- Born: 24 September 1920 Liverpool, Merseyside, England
- Died: 5 April 2004 (aged 83) Llanfairfechan, Conwy, Wales
- Citizenship: United Kingdom
- Education: University of Liverpool
- Occupations: Teacher; Writer;
- Years active: 1977–1994

= Gweneth Lilly =

Welsh writer (1920–2004)

Gweneth Lilly (24 September 1920 – 5 April 2004) was a Welsh writer and teacher who authored novels, children's and teenage books and adult books in English and Welsh. She worked as a teacher at the University of Liverpool and later at St. Mary's College in Bangor until she retired in 1977 to focus on writing on which she authored 13 books in her lifetime. Lilly won the Tir na n-Og Award twice in 1981 and 1982. The Bangor University Archives holds a collection of works related to the writer.

==Early life==
On 24 September 1920, Lilly was born to Welsh parents in the English city of Liverpool. She was the only child of parents coming from Anglesey; her father admired Alfred, Lord Tennyson and educated her on Lewis Carroll and Arthurian legends. Lilly grew up in Liverpool, and was taught at Liverpool Girls' College. She matriculated to University of Liverpool, where she read English. Lilly conducted a post-graduate study of John Donne and Gerard Manley Hopkins.

==Career==

She was appointed lecturer of English at the University of Liverpool, before moving to Wales with her mother in 1946 to teach the same subject at St. Mary's College in Bangor. Lilly remained at St. Mary's College where she read the works of Leon Garfield, Alan Garner and William Mayne until she retired in 1977. Following her retirement to focus on writing, she began writing in the Welsh language even though she taught English in the education system. Lilly's first novel, Y Drudwy Dewr (English: The Brave Starling), was published in 1980, and is based on her studies of the tale of Branwen in Mabinogion's second strand. In 1981, she authored the novel Gaeaf Y Cerrig (English: Winter Of Stones), Hwyl A Helynt Calan Gaeaf (English: The Way Of The Season Of Winter) and the supernatural work Hwyl A Helynt Calan Gaeaf (English: The Way Of The Season Of Winter). Lilly won the Tir na n-Og Award in the same year.

Throughout the year of the 700th anniversary of Llywelyn ap Gruffudd's death in 1982, she was commissioned to author the novel Rwy'n Cofio dy Dad to commemorate the occasion. Lilly went on to write the children's and teenage book Y Gragen A'r Drych (English: The Shell And The Mirror) that same year. She received her second Tir na n-Og Award in 1982. In 1984 and 1987 respectively, Lilly authored Britain, Orpheus the adult book based on the Wales during the Roman era and Masgiau in English. She went on to write Tachwedd Tan Gwyllt (English: Wild Fire Of November) and the English version of that book called Treason At Trefriw were both published in 1990. In 1993, Lilly wrote On A Scaffold High and the short story collection Dynes Mewn Du (English: A Woman In Black). Overall, she published 13 books.

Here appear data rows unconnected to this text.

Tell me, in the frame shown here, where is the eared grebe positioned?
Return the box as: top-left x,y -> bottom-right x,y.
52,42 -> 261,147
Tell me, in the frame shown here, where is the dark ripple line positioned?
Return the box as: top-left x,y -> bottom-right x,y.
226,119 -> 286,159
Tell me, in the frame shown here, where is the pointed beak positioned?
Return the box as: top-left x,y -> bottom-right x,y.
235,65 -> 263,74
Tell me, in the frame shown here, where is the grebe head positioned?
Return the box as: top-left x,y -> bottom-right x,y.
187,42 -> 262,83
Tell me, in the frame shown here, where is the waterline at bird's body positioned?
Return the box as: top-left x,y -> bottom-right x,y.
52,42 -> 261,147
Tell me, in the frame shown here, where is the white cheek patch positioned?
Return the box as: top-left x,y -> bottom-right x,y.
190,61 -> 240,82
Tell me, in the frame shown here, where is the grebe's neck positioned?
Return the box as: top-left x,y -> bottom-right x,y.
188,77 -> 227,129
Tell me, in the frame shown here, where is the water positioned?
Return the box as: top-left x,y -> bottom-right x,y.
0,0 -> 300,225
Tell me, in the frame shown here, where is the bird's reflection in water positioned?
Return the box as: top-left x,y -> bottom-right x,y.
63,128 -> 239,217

Lilly was an active member of the historical area society of Llanfairfechan and edited and wrote in both English and Welsh on matters of local interest. She helped the family connection to Pen y Bryn with Llywelyn the Great and his family's connection to Abergwyngregyn close to Bangor.

==Personal life==
She was a Welsh Baptist all her life. Lilly was profoundly deaf in the final years of her life. On 5 April 2004, she died in Llanfairfechan.

==Legacy==

D Ben Rees, writing Lilly's obituary in The Guardian, described her as "one of the most gifted children's writers of her generation, and enriched Welsh literature." The Bangor University Archives holds a collection of works related to Lilly. They include her personal papers and objects related to her career and her correspondence between the media and the printing press.